Asia refrained from confessing that she awaited Edwin in precisely the same way. The Booths at Tudor Hall needed rescue as badly as any heroine from Greek tragedy ever had.

It was mid-September when at last Edwin arrived. A crowd of awestruck country lads trailed after his stagecoach as it rattled along the road from Bel Air to The Farm, eager for a glimpse of the world traveler, the local boy who had set out for California four years before and had returned home a famous, and presumably wealthy, man.

When the coach halted in front of Tudor Hall and Edwin descended, Wilkes ran forward to embrace him, but Asia found herself rooted in place on the piazza, flanked by her mother and her sister. Edwin's long, black curls hung to his shoulders just as Asia remembered, and his dark eyes gleamed with the same bright intensity, but he strode up the path with a new poise and assurance. His clothes were
finely tailored from expensive wools and silks, his rich velvet cloak cut in the Spanish style, and his cravat adorned with a dazzling pin, a diamond set within an enormous gold nugget.

As Edwin approached the house, arm in arm with Wilkes, the country lads scrambled to take down his heavy trunks and haul them up to the house on their shoulders, marveling at their weight.

“Edwin, my boy,” Mother cried, holding out her arms to welcome him home.

Edwin beamed and hurried to embrace her, but as he did, his smile faded, his expression clouded with shock and bewilderment. Asia felt a sudden flush of shame as he took in their gaunt faces, their threadbare clothes. Mother had described their dire circumstances in letter after letter. Had Edwin assumed she exaggerated the depths of their misery?

“Mother,” Edwin murmured as he took her in her arms. “Dearest Mother. There are no words for how much I've missed you.”

Whatever illusions their reunion had dispelled, Edwin recovered his composure by the time he crossed the threshold of Tudor Hall. The trunks were carried in after him, the eager porters compensated for their labors and sent on their way. After the embraces and greetings and questions were done, scarce refreshments offered and graciously declined, the family learned that Edwin's trunks were filled with evidence of his triumphs in the West and the South Pacific—rapturous reviews clipped from San Francisco newspapers, playbills announcing engagements in Sydney, a proclamation passed by the California state legislature declaring Edwin Booth a treasure, a priceless gift the citizens of California would graciously share with the rest of the United States.

Mother glowed with pride as she beheld this vast array of evidence of his tremendous success, but she wept with joy when Edwin revealed one last treasure, securely fastened to his belt and concealed beneath his cloak—a purse heavy with gold.

•   •   •

I
n the aftermath of Edwin's homecoming, everything changed.

For the first time since Father's death, their bellies were comfortably full, their sleep untroubled by anxious dreams of a bleak and uncertain future.
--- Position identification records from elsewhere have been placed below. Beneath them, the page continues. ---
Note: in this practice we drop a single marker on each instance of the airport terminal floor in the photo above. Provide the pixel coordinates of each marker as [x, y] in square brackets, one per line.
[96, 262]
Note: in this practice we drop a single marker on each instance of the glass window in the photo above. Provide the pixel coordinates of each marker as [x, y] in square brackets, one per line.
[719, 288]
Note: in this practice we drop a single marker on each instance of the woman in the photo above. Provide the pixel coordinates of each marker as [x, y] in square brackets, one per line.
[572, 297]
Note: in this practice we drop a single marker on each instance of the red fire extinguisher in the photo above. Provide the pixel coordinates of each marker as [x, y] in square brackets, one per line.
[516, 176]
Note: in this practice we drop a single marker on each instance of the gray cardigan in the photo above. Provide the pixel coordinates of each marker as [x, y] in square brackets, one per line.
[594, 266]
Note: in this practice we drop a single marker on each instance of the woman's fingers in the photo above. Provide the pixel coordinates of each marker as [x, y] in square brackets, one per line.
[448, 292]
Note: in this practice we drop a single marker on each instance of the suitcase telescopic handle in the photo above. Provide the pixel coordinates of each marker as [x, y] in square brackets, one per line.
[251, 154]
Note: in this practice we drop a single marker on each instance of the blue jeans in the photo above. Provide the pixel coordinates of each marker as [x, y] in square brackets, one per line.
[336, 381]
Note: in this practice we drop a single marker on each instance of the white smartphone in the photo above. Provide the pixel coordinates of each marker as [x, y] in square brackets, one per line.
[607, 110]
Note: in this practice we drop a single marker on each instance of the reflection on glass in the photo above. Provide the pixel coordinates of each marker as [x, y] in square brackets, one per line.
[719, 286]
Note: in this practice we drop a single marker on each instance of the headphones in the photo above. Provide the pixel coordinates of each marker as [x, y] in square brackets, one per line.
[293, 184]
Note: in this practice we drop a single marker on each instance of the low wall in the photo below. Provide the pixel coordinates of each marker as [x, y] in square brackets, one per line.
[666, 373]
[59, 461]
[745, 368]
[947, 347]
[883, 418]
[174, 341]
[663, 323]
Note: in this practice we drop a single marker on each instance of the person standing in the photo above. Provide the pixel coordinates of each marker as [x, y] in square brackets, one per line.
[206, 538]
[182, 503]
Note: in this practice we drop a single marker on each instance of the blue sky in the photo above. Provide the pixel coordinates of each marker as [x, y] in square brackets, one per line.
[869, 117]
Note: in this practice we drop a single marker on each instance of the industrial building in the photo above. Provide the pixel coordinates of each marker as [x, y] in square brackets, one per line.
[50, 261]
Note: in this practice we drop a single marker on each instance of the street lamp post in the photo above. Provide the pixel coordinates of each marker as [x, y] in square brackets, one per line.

Edwin paid his mother's debts at the shops in Bel Air and settled Wilkes's tabs at the Traveler's Home tavern and Murphy's
Billiard Hall. He purchased new wardrobes for his mother and sisters and treated them to luxuries they had long done without—writing paper and ink, books and sheet music, plenty of coal, new lamps and an ample supply of oil to fill them. Mother smiled again, and when she delighted in Edwin's amusing stories of his adventures in the West and in the South Pacific, for he was careful to share only cheerful tales, ten years seemed to fall from her age.